Photo Credit: Natasha Drewnicki
I love rock & roll. As did Joan Jett. And The Jesus & Mary Chain. They also claimed to hate it as well, but that was just a lover’s tiff. You get the idea. There’s something primal, something sexual about squashing into a small, sweaty space and watching guys and galls in tight denim and leather strap on a guitar and strut their stuff. It’s been fuel for the fire since The Beatles and The Stones first swaggered all over America. Us, them, six strings, and this amp, a meeting of minds and spirits that no end of fancy, beam-it-straight-to-your-laptop / iPhone / cerebral cortex experiments will replicate, despite recent efforts to prove otherwise.
Now, I know what you’re thinking. Washed Out isn’t rock & roll. Nor does he claim to be. And yes, many genres of music thrive with nary a guitar in sight. I don’t disagree. But many of those styles were, or are, tied to specific time and place – not to mention mindset – such as the middle of the night in a field in Hampshire. Increasingly, modern alternative and indie music sees groups hitting the road not with a grizzled, veteran guitar tech, but banks of anonymous black boxes and several IT experts. This was painfully apparent as Chad Valley takes to the stage, with only one – albeit rather large – box for company. He’s really very good, with surprisingly sweet vocals and some neat looping tricks, but it’s not much of a spectacle. At times, even he looks a bit uncomfortable as he pokes at buttons under our watchful gaze and it probably doesn’t help that, save for ‘Now That I’m Real,’ most people seem unfamiliar with his work.
That’s not a problem for Ernest Greene, who also somewhat alleviates the spectacle problem by bringing a band. There’s a bass player, an actual drummer, and two other, shall we say, multi-instrumentalists, who prod away at a variety of synths, samplers, and even an iPad. Starting with ‘Hold Out’ and ‘Echoes’, they immediately establish a slick groove, something that’s carried neatly into ‘New Theory’. The live rhythm section helps keep them tight and focused, and does justice to the more expansive sound found on ‘Within & Without’. Less successful are attempts at more soulful numbers, such as ‘Soft’ and ‘You & I’, which just sound plodding and aimless, something not helped by thin, anaemic vocals.
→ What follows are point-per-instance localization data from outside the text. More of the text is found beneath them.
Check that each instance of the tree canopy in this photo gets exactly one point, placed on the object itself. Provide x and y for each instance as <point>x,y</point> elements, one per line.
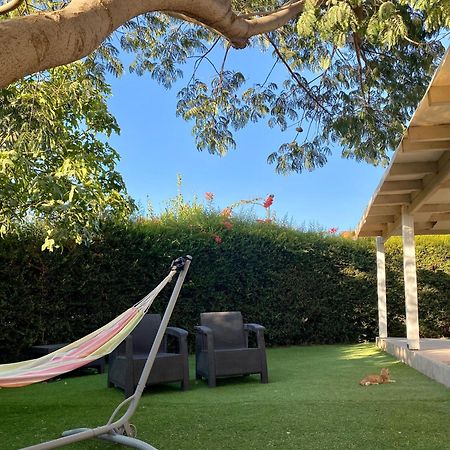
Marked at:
<point>355,71</point>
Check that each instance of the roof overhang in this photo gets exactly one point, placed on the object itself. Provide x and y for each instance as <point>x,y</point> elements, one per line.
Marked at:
<point>417,180</point>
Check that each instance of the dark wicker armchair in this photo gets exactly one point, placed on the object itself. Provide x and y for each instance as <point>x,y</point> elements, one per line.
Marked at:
<point>127,361</point>
<point>222,350</point>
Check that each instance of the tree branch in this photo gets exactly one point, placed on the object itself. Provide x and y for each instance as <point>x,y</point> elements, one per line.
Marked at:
<point>40,41</point>
<point>297,79</point>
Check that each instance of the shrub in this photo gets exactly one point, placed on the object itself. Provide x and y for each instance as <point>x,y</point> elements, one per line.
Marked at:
<point>304,287</point>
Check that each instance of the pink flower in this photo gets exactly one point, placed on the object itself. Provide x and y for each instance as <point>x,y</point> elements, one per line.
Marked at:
<point>268,202</point>
<point>226,212</point>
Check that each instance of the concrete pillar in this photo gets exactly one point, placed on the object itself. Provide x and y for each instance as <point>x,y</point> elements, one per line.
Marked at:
<point>381,288</point>
<point>410,275</point>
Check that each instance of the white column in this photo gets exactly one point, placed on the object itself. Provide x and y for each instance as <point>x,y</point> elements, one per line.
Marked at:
<point>381,288</point>
<point>410,275</point>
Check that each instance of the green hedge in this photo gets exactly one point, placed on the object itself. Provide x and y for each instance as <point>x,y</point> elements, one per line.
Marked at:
<point>304,287</point>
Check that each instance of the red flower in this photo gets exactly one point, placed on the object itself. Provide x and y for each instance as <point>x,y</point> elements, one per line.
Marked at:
<point>268,202</point>
<point>226,212</point>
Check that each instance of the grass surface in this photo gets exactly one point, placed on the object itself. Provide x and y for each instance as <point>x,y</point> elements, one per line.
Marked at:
<point>313,401</point>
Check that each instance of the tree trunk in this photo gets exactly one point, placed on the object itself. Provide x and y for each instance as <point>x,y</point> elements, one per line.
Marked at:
<point>50,39</point>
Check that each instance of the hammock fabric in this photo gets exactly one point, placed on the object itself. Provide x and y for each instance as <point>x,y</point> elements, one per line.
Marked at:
<point>89,348</point>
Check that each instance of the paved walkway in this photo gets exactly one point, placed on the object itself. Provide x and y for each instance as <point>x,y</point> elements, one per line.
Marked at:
<point>433,358</point>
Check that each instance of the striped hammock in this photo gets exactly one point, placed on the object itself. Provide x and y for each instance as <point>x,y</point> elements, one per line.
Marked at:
<point>89,348</point>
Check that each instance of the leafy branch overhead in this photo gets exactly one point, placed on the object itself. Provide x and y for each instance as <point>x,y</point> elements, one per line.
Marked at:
<point>354,71</point>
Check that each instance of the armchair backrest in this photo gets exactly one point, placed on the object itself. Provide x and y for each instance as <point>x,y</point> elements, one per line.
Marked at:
<point>227,328</point>
<point>145,332</point>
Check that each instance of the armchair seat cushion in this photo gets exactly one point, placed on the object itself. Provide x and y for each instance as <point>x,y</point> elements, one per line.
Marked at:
<point>127,361</point>
<point>222,348</point>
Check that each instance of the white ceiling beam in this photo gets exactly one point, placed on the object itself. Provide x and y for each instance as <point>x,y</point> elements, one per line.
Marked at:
<point>408,146</point>
<point>397,199</point>
<point>435,208</point>
<point>385,210</point>
<point>379,219</point>
<point>419,168</point>
<point>438,95</point>
<point>420,199</point>
<point>401,187</point>
<point>436,217</point>
<point>429,133</point>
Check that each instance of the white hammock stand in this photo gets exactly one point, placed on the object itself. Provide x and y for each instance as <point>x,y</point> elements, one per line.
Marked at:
<point>120,430</point>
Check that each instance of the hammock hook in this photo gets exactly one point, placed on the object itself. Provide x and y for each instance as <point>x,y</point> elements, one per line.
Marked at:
<point>179,263</point>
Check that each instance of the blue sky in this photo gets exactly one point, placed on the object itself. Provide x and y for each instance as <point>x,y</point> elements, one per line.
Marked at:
<point>155,146</point>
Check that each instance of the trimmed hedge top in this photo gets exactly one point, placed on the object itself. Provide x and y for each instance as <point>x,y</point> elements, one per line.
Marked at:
<point>304,287</point>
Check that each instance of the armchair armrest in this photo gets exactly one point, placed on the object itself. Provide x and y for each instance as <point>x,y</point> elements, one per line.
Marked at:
<point>181,337</point>
<point>204,338</point>
<point>254,327</point>
<point>176,332</point>
<point>259,331</point>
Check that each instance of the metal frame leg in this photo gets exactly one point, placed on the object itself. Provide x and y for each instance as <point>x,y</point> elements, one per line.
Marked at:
<point>109,431</point>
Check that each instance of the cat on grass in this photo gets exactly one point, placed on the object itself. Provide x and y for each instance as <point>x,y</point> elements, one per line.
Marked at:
<point>383,378</point>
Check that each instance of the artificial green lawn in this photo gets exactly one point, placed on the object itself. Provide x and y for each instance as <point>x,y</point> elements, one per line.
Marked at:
<point>313,401</point>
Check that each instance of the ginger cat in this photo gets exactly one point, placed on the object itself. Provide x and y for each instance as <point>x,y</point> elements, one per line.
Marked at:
<point>383,378</point>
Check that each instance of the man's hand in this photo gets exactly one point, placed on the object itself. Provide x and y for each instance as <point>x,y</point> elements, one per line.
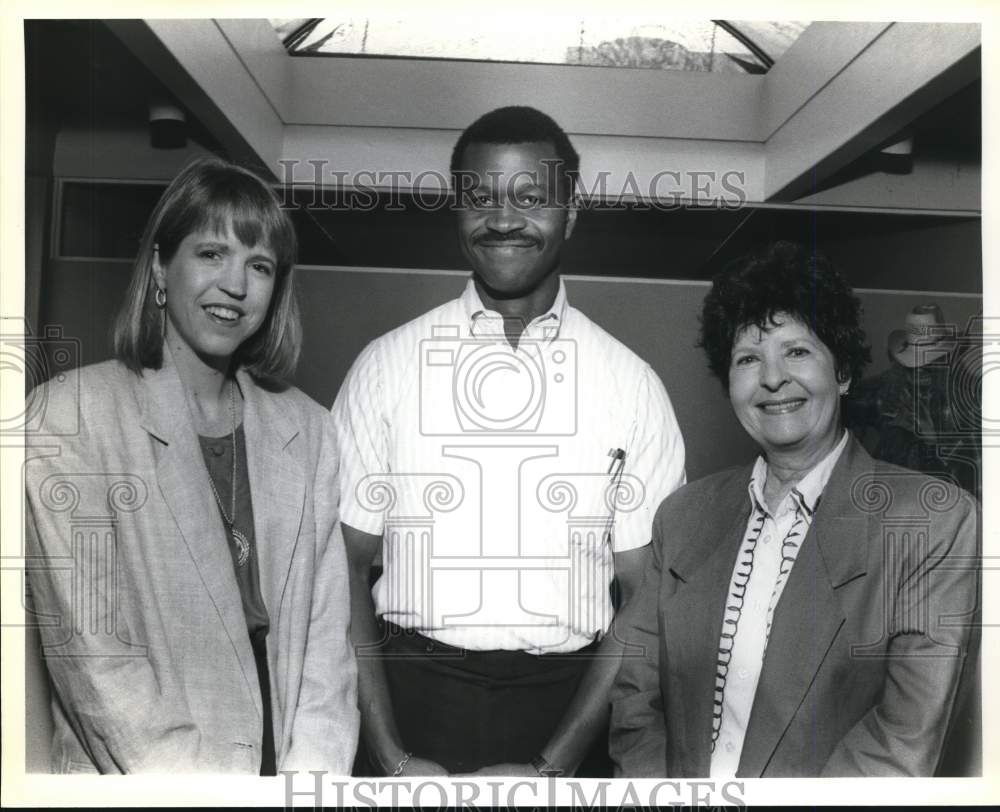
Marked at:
<point>421,766</point>
<point>507,768</point>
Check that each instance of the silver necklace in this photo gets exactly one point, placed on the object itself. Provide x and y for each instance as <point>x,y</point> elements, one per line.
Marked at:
<point>242,542</point>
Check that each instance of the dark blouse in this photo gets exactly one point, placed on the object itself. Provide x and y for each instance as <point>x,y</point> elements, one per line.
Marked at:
<point>218,454</point>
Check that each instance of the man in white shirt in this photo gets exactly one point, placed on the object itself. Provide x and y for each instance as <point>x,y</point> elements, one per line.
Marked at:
<point>505,456</point>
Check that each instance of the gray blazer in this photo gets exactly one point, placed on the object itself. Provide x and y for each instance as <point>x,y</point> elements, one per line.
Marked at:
<point>871,649</point>
<point>142,625</point>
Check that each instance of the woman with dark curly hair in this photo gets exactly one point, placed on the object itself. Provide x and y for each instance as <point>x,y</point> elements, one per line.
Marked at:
<point>808,614</point>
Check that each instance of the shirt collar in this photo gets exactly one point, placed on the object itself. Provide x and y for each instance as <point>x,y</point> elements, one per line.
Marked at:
<point>805,496</point>
<point>485,323</point>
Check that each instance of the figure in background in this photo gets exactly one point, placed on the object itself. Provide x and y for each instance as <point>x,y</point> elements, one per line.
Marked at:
<point>923,412</point>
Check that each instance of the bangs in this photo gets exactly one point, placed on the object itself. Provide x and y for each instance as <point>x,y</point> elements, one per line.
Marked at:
<point>253,222</point>
<point>241,203</point>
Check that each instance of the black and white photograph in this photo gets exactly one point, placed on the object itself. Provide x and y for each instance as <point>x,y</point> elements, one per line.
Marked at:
<point>549,404</point>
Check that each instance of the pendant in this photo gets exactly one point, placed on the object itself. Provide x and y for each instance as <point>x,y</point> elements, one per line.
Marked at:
<point>242,547</point>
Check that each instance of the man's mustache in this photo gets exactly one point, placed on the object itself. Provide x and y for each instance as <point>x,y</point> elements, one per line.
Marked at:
<point>496,239</point>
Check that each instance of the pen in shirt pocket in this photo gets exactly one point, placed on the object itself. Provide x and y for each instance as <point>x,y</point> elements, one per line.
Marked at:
<point>617,462</point>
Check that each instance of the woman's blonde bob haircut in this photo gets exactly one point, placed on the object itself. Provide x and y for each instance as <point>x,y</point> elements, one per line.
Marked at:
<point>215,195</point>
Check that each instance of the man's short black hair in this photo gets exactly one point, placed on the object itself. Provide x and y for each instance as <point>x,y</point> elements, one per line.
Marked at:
<point>518,125</point>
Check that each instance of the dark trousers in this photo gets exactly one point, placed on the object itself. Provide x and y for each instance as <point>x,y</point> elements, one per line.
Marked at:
<point>470,709</point>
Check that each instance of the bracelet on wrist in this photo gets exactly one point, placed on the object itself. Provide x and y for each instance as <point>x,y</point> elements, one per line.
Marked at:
<point>544,769</point>
<point>402,765</point>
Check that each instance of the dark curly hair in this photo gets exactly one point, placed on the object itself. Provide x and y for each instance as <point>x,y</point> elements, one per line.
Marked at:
<point>783,277</point>
<point>518,125</point>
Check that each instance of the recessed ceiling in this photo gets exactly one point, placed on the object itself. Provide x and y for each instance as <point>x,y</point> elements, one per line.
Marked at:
<point>623,40</point>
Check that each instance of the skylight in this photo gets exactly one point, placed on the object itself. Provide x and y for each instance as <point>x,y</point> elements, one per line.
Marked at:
<point>648,41</point>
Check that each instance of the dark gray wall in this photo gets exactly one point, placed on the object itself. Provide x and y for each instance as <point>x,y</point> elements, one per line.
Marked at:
<point>344,309</point>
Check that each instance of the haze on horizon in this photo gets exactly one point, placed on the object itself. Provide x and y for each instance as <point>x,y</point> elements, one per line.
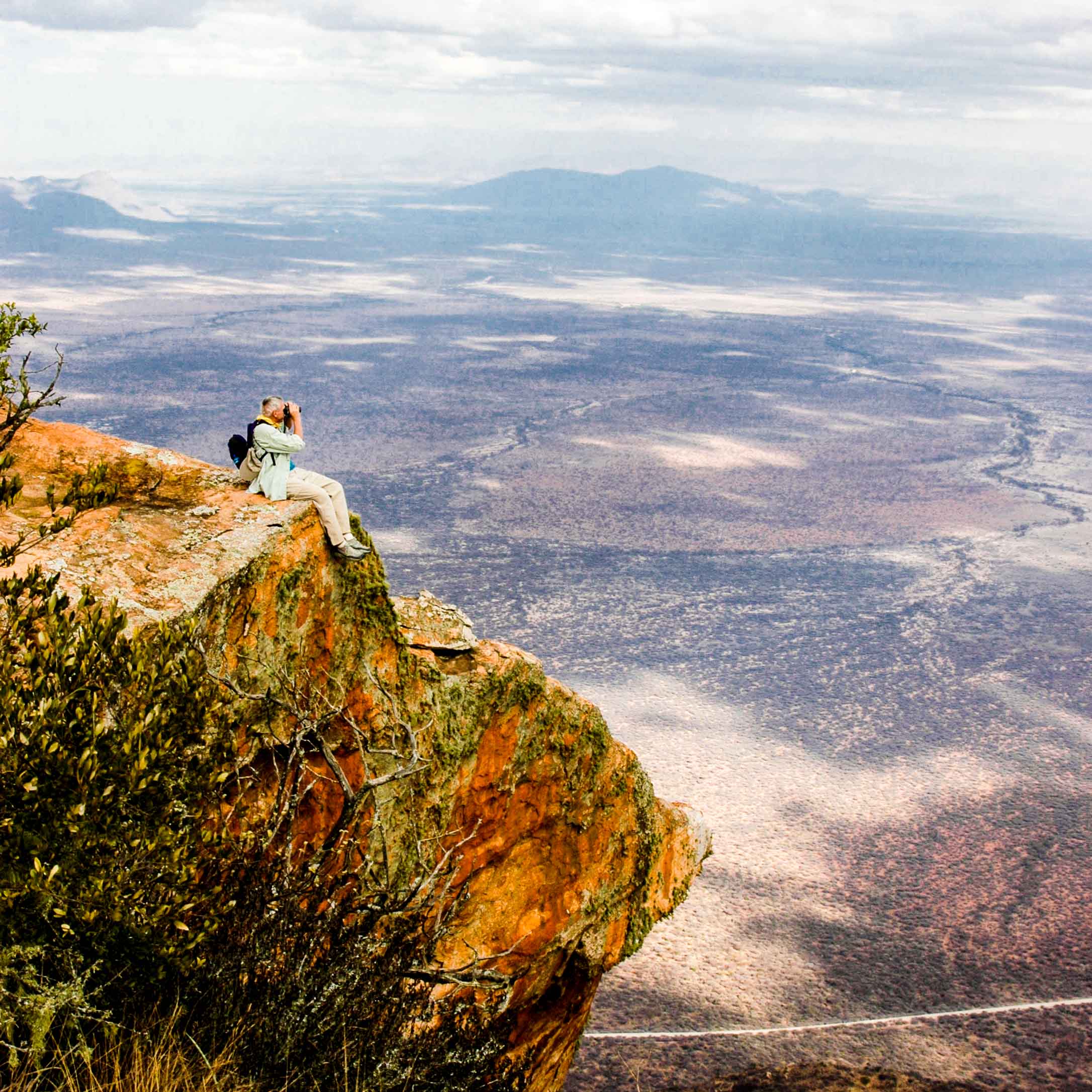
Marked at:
<point>926,103</point>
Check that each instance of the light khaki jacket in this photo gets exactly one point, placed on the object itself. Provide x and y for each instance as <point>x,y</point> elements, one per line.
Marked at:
<point>269,460</point>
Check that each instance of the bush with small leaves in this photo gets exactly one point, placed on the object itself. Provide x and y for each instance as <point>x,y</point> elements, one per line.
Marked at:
<point>111,747</point>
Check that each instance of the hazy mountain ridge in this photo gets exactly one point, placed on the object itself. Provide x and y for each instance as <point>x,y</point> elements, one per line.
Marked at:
<point>617,221</point>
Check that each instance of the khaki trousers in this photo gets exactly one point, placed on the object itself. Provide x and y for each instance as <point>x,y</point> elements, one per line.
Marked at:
<point>329,498</point>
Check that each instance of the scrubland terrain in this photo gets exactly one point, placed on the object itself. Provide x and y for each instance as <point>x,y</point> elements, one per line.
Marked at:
<point>815,538</point>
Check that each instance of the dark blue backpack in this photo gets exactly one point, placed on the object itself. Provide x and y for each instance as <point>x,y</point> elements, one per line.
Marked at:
<point>238,446</point>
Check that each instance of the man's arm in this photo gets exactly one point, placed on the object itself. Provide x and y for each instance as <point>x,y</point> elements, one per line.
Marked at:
<point>272,439</point>
<point>295,418</point>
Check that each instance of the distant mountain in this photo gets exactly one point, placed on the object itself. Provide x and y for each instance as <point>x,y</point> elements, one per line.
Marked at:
<point>98,185</point>
<point>652,191</point>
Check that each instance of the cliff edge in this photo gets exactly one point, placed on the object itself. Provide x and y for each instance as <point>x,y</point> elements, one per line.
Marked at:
<point>567,856</point>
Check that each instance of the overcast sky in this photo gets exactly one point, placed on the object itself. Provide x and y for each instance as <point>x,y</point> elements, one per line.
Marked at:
<point>932,98</point>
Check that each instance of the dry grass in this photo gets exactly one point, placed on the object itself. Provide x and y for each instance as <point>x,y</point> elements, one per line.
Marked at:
<point>162,1062</point>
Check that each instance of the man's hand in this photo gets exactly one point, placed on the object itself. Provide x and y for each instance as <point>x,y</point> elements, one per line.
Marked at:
<point>294,418</point>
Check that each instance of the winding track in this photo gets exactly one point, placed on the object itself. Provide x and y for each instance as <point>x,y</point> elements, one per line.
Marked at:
<point>872,1021</point>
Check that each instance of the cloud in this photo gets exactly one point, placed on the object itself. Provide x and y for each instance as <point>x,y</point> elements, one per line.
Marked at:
<point>113,235</point>
<point>103,15</point>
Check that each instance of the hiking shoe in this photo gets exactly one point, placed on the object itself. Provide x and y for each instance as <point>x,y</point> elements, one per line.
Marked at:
<point>352,550</point>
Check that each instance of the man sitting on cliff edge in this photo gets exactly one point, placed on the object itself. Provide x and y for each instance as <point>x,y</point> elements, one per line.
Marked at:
<point>279,433</point>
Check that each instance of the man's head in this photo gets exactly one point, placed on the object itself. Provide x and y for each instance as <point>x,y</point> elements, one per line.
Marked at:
<point>274,408</point>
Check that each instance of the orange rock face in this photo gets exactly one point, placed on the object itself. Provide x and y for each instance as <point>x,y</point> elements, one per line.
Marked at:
<point>569,858</point>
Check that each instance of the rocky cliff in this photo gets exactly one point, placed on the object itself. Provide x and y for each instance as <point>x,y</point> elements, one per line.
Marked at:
<point>568,858</point>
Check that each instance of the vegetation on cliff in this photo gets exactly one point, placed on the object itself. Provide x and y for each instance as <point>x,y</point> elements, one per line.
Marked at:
<point>141,872</point>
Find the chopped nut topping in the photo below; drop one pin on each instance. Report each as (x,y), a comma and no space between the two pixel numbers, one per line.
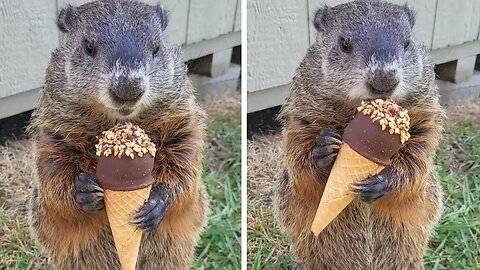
(125,139)
(389,116)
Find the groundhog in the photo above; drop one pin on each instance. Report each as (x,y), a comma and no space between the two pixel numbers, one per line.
(364,50)
(114,66)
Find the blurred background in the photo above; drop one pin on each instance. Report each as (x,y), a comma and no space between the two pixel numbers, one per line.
(209,32)
(279,33)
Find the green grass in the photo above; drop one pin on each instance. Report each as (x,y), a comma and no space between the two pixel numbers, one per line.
(219,247)
(455,243)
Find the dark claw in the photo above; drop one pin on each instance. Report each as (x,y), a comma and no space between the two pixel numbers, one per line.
(327,146)
(151,213)
(88,194)
(373,188)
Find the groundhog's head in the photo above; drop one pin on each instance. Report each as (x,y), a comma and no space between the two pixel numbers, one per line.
(116,56)
(367,51)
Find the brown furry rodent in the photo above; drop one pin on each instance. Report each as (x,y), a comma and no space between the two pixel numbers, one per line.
(114,66)
(364,50)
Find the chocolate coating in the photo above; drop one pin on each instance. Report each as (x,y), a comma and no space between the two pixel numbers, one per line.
(125,173)
(369,140)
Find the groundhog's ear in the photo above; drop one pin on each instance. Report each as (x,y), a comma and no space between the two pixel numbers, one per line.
(323,18)
(410,15)
(66,18)
(163,15)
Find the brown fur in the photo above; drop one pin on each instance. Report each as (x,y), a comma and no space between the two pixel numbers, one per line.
(391,233)
(66,127)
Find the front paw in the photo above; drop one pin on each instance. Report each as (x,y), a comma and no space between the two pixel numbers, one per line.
(375,187)
(152,212)
(327,145)
(88,194)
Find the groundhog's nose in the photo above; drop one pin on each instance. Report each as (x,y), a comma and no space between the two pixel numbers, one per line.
(383,81)
(127,89)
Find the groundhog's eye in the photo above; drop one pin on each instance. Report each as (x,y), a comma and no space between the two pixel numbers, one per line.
(345,45)
(155,51)
(89,47)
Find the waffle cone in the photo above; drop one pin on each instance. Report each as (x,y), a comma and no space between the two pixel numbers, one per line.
(121,206)
(348,168)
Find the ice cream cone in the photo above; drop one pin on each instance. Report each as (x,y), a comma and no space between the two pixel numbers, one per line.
(124,170)
(348,168)
(121,206)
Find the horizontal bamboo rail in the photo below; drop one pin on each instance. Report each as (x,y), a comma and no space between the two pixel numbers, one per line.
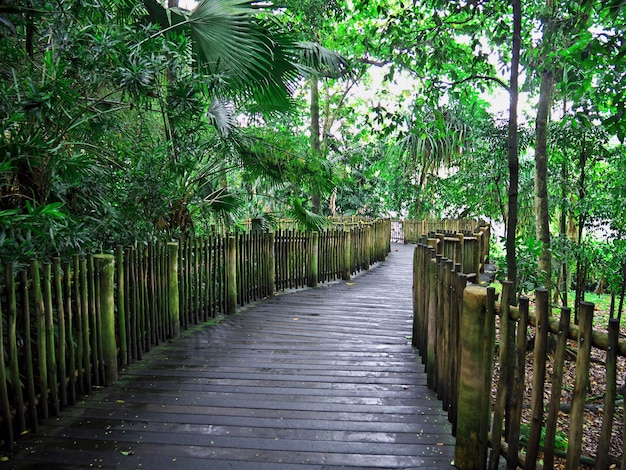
(70,325)
(455,328)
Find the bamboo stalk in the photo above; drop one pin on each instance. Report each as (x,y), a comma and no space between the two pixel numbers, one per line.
(517,391)
(467,453)
(539,378)
(105,271)
(581,383)
(58,292)
(121,303)
(14,372)
(41,338)
(28,353)
(174,303)
(94,327)
(71,351)
(79,325)
(4,393)
(84,301)
(557,385)
(507,345)
(609,396)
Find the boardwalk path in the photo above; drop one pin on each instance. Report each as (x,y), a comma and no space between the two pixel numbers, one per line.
(320,378)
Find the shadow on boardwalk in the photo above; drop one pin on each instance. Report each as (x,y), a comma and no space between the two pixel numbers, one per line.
(320,378)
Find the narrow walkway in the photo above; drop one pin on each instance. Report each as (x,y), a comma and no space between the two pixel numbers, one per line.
(320,378)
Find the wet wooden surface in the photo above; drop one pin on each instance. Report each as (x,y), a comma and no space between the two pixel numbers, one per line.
(320,378)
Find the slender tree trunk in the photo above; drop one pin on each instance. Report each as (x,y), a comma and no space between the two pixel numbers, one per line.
(542,215)
(513,145)
(315,134)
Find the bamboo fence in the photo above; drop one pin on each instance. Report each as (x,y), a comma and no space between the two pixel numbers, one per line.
(69,325)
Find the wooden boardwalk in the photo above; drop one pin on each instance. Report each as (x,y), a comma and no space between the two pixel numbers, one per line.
(319,378)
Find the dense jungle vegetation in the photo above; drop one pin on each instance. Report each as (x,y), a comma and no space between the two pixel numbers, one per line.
(128,121)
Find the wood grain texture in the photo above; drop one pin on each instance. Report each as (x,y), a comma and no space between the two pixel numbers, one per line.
(318,378)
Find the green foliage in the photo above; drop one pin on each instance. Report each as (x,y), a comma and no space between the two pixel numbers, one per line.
(560,438)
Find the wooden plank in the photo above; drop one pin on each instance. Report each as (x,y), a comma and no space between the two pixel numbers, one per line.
(324,377)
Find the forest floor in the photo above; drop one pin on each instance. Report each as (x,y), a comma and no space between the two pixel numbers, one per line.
(595,397)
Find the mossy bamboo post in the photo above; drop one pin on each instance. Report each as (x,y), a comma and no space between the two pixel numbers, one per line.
(173,289)
(16,383)
(610,395)
(539,375)
(488,352)
(347,255)
(58,292)
(581,383)
(28,353)
(231,275)
(40,322)
(4,394)
(556,386)
(507,351)
(471,384)
(517,392)
(91,312)
(270,256)
(431,327)
(105,276)
(313,258)
(71,351)
(85,326)
(79,325)
(121,303)
(51,358)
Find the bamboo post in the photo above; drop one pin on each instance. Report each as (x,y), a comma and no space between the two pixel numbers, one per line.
(85,329)
(580,386)
(507,344)
(4,393)
(517,391)
(270,256)
(50,343)
(58,291)
(471,388)
(418,293)
(231,276)
(173,289)
(18,397)
(347,255)
(105,272)
(488,351)
(71,365)
(94,322)
(610,395)
(431,363)
(40,320)
(121,303)
(28,353)
(539,375)
(557,385)
(313,258)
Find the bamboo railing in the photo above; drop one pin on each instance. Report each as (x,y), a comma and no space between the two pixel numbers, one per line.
(69,325)
(456,327)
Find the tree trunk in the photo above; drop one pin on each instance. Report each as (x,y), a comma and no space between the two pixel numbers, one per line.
(542,216)
(513,145)
(315,135)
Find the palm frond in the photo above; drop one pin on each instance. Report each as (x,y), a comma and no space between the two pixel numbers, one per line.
(304,217)
(220,115)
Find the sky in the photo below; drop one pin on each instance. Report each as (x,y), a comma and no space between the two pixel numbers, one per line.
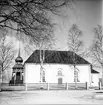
(87,14)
Throughout, Greene seems confident and upbeat, even engaging in some friendly banter, and coming from someone who once claimed he never wanted to tour it’s a remarkably proficient performance. He’s yet to work out how to satisfactorily replicate the woozy, layered, singing which sounds so good on record but, when the band really go for it, as on ‘Feel It All Around’ and closer ‘Eyes Be Closed’, it just about works. One can even overlook the worst ever cover of ‘Wicked Game’ – he just doesn’t have the pipes, and it sounds empty without that riff – and point to the hipsters dancing down the front as evidence of a good time had by all. It’s just all so… meh. It has no soul, no heart, and no sex appeal. It doesn’t make me want to master a loop machine. It’s deeply ironic that his album cover features a beautiful couple mid-coitus, as that’s the last thing on my mind watching this. Whatever you call this type of music, it has a time and a place, yes, but it’s not on stage, and not late at night. Some pioneers once sang ‘It’s only rock & roll, but I like it.’ So do I, and I miss it.